Kunden ausspannen darf man

Martin Reinisch, Partner bei BKP Rechtsanwälte, sieht das ähnlich. Auch er weist auf die Tendenz der Rechtsprechung hin, in dieser Hinsicht „immer toleranter zu werden“. Niemand habe Anspruch auf eine „Bannmeile“ oder auf die Wahrung seiner Wettbewerbsposition. Und es sei laut ständiger OGH-Judikatur an sich nicht wettbewerbswidrig, Mitbewerbern Kunden auszuspannen; in einen fremden Kundenkreis einzudringen, gehöre sogar zum Wesen des Wettbewerbs (RS0078521).

Selbst Werbung in unmittelbarer Nähe des Geschäfts eines Mitbewerbers ist nicht per se verboten.
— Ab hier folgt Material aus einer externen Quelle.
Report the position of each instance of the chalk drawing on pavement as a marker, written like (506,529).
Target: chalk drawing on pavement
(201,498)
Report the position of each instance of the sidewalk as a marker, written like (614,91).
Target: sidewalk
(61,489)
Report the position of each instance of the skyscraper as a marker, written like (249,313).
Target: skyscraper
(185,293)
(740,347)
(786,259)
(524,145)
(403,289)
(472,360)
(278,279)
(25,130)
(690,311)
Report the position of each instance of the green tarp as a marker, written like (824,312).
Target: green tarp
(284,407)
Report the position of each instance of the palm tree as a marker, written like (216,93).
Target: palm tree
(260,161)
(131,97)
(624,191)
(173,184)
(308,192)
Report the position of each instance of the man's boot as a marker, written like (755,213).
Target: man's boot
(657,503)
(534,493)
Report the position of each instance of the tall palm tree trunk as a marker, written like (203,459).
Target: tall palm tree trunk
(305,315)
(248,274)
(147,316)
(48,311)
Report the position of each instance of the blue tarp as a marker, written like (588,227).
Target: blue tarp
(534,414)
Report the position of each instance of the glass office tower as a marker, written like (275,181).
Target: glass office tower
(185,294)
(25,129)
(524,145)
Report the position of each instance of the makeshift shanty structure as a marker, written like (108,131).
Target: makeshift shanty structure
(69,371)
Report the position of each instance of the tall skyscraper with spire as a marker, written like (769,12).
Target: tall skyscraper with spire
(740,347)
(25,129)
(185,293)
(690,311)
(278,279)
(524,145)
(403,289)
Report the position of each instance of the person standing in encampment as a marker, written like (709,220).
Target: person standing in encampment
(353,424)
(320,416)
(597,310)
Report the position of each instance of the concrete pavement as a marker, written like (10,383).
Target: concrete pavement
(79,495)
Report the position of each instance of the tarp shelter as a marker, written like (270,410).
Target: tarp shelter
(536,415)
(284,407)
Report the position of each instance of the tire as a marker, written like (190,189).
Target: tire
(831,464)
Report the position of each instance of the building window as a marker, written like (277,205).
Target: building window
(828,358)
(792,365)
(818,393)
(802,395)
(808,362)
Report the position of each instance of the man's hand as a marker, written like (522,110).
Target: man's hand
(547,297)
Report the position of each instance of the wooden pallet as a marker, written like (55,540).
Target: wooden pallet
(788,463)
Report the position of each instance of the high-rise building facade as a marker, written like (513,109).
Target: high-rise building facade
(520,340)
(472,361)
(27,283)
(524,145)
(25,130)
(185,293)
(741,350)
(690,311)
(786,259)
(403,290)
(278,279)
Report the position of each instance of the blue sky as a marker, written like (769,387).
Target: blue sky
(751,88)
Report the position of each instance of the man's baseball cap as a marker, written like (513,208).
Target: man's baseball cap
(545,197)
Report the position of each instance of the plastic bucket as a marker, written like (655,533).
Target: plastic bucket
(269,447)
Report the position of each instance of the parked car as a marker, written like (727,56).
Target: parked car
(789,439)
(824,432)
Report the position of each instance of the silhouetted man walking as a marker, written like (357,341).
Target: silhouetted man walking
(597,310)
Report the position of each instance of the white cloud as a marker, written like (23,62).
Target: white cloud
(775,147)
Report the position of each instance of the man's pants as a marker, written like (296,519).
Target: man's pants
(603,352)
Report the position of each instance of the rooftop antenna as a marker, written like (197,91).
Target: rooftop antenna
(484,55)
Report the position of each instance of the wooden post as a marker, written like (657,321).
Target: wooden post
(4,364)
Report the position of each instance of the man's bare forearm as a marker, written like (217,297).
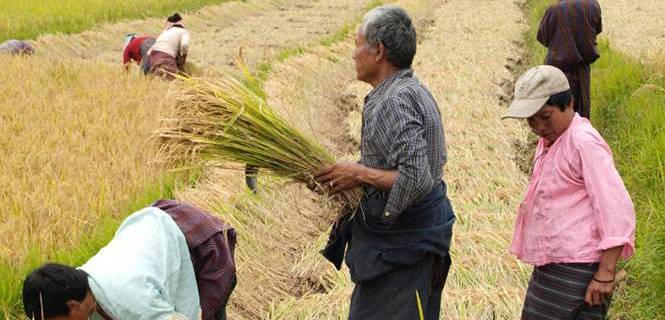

Dazu müsste schon ein sachlicher Leistungsvergleich verhindert oder es dem Mitbewerber unmöglich gemacht werden, seine Leistung anzubieten, erklärt Reinisch. Oder ein Wettbewerber müsste gar so weit gehen, dass er das Hausrecht des anderen verletzt. Auch das gab es schon, etwa im Fall Westbahn/ÖBB, in dem es um in ÖBB-Zügen platzierte Werbung für die Westbahn ging (4Ob1/13w).

Den einen oder anderen hinterfragenswerten Aspekt hat jedoch auch die Intersport-Aktion: So ist die Bedenkzeit, die Intersport ehemaligen Eybl-Bonuskunden lässt, doch recht kurz – die Aktion startete am 12. und endet schon am 29. November. Und dass Onlinekunden, die den Rabatt lukrieren wollen, ein Foto der zerschnittenen Eybl-Karte hochladen müssen, könnte, so Reinisch, als unnötig aggressive Maßnahme gesehen werden. Andererseits ist eine solche Behandlung nicht mehr benötigter Kundenkarten ja nicht gerade unüblich. Unterm Strich, meint Reinisch, sei es also eher wahrscheinlich, dass auch diese Aktion die Grenzen des Erlaubten nicht sprengt.